RIM Settles with NTP, Keeps Blackberry Online
In a dramatic but not completely unexpected move, Blackberry maker RIM (Research In Motion) settled its patent dispute with NTP late last week, ensuring that Blackberry users will continue to be able to access email services wirelessly using the small
March 5, 2006
In a dramatic but not completely unexpected move, Blackberry maker RIM (Research In Motion) settled its patent dispute with NTP late last week, ensuring that Blackberry users will continue to be able to access email services wirelessly using the small portable devices. The settlement is worth $612.5 million, and is full and final. That is, even if the US Patent and Trademark Office (USPTO) eventually overturns NTP's patents, RIM has to pay the settlement fee.
"We really did this to give certainty, and calmness and comfort to our ecosystem," RIM co-CEO Jim Balsillie said Friday. Balsillie said that RIM would make a one-time payment to NTP to cover that company's wireless email patents and that RIM would get a "perpetual" license to the technology. RIM had previously set aside $450 million towards a potential settlement with NTP.
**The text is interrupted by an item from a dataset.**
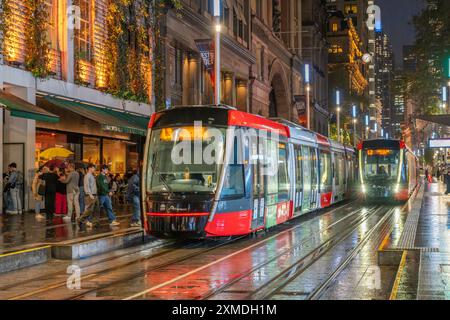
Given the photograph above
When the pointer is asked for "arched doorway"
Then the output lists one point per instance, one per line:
(279, 102)
(272, 104)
Last week, NTP had tried to convince a court to issue an injunction against RIM, which would have resulted in RIM disrupting its Blackberry service and stranding millions of US customers without email access. However, US District Judge James Spencer declined to issue an injunction and berated lawyers for the two companies for not reaching a settlement. That settlement finally came Friday, over three years after a federal jury determined that RIM was indeed infringing on NTP's patents.